Bangladesh, despite only being twice the size of Sri Lanka, has a large and young population that is eager to absorb new skills and opportunities as well as a rapidly expanding middle class that is expected to drive consumption significantly in the next decade. The high population density creates opportunities for education, healthcare, financial services and under-tapped areas such as insurance. Only 1% of Bangladeshis have life insurance and this creates huge potential for Sri Lankan companies, he said. Non-banking financial institutions and financial services companies also have opportunities as the sector is comparatively underdeveloped in Bangladesh.
“You cannot be myopic and invest in Bangladesh. If you are myopic, you will miss the opportunity. If you are entrepreneurially myopic, you will not see what is there in Bangladesh. We realised its opportunity in 2010. As you all know, the world economy is shifting from west to east, and if you can understand the macro picture, you will realise that South Asia is at the epicentre of this change,” said Laugfs Holdings Chairman W. K. H. Wegapitiya, outlining the thought process behind their business plan.
Wegapitiya noted that his company had decided to have an integrated business plan in Bangladesh and link it to Hambantota and the Middle East. Given the growth dynamics of Bangladesh, he noted that it would require significant imports of Liquid Natural Gas (LNG), which could be shipped from the Arabian Gulf to Hambantota and then to Bangladesh. Towards this end, the companies would also invest in its own fleet of ships and had already captured 9% of the Bangladesh market reaching 33 million households in just a few years.
“The Bangladeshi bureaucracy is very supportive. We have competent bureaucrats but they are not welcoming. The Bangladeshi officials are very friendly and even if they can’t immediately help you, they will still listen. Sri Lanka is a small market with 21 million people. But, we can use Sri Lanka as a spring board for energy, logistics, power and maritime sectors to build an economic bridge between the two countries,” he added.
His sentiments were echoed by LTL Group Offshore Operations General Manager Gamini Sarath, who recounted how his company needed 40 approvals from different agencies but these were quickly provided, enabling the company to kick-start their investment. As a country with 50% of its population living without power and a strong private sector presence, LTL saw large opportunities in Bangladesh and pursued these avidly. The company has signed for a third 115 MW power plant with the commissioning expected in 2019. LTL has also submitted an application to list in the Dhaka Stock Exchange and aims to continue its positive engagement with the country, Sarath told the gathering.
“Even loan approvals were helped by the authorities. BIDA is a genuine one-stop shop and we received the same level of support for all our projects. Even though we had to go to so many agencies, most of the time we went without any appointment. But, we were still welcomed. In Sri Lanka, even with appointments, sometimes we cannot meet top officials. You may have to wait a bit, but they will listen to us. We have this cordial relationship with all institutions. I can now go and meet them at any time.
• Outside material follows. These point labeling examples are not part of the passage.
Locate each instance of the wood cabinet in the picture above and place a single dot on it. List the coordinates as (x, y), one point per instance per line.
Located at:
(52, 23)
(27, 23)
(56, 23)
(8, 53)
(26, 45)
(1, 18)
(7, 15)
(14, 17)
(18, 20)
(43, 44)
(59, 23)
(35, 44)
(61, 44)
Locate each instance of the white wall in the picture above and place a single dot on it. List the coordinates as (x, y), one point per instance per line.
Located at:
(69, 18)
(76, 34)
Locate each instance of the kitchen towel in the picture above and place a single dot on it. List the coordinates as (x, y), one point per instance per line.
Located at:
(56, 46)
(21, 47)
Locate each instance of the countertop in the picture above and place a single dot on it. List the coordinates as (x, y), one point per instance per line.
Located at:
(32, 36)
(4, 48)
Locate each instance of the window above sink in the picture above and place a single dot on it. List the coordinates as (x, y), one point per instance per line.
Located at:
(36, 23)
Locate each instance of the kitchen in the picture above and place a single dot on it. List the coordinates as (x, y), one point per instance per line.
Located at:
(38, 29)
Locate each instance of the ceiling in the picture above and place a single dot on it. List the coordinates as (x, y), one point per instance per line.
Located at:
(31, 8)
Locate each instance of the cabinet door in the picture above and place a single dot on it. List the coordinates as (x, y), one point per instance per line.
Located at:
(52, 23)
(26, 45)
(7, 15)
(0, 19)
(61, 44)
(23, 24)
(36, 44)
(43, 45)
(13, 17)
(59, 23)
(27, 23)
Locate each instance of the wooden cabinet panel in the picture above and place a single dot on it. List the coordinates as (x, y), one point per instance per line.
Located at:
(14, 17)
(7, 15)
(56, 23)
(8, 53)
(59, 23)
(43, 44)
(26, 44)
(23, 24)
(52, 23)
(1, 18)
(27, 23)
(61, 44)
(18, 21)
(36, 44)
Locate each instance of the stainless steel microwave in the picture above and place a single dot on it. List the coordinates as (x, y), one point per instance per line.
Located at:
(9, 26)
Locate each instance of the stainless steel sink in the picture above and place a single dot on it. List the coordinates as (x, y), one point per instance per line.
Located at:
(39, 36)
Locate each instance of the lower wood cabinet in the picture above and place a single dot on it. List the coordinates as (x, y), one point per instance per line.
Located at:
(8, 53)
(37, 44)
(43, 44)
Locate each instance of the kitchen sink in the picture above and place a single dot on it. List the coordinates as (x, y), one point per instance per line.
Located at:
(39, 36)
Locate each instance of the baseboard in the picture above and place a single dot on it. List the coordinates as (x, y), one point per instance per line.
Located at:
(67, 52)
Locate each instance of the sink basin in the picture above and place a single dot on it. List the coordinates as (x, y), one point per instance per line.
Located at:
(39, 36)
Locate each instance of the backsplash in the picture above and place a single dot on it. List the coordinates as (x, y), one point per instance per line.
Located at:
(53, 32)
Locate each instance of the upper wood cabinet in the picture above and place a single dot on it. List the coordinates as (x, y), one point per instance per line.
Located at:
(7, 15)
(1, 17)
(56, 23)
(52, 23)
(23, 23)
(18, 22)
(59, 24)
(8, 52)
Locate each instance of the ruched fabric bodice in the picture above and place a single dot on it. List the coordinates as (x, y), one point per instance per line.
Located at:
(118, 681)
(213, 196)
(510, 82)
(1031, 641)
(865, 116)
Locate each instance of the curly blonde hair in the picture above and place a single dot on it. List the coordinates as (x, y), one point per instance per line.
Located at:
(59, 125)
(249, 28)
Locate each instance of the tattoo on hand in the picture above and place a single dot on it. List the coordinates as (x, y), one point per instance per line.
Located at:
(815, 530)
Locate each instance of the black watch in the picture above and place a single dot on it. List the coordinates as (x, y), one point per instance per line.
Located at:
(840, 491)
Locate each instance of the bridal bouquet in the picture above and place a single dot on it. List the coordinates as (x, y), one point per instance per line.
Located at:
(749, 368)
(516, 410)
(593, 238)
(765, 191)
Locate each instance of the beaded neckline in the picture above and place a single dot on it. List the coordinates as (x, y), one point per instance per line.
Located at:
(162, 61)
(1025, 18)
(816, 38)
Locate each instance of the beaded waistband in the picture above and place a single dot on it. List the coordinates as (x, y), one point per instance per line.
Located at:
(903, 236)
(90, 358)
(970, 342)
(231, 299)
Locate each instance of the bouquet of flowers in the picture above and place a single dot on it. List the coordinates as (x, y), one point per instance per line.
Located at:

They are very supportive,” he said.
Bangladesh High Commissioner Riaz Hamidullah touched upon the synergies between the economies of the two countries and emphasised on the vast opportunities that could be tapped if companies looked at ways to cooperate. He acknowledged policies and regulations were subject to change, but believed that such uncertainty could be managed with the assistance of bureaucrats and other officials who are dedicated to supporting economic growth.
“I’m batting for Bangladesh for Sri Lanka. That may be an audacious statement but there are reasons for that. Do you know that Kumarika is the largest-selling hair oil in Dhaka now? That Hayleys grows jalapeños and gherkins for the Japanese market in Bangladesh, and top apparel companies in Sri Lanka and Bangladesh are finding a convergence in taking the industry forward? We do not have to be competitors, our strengths can be complementary.”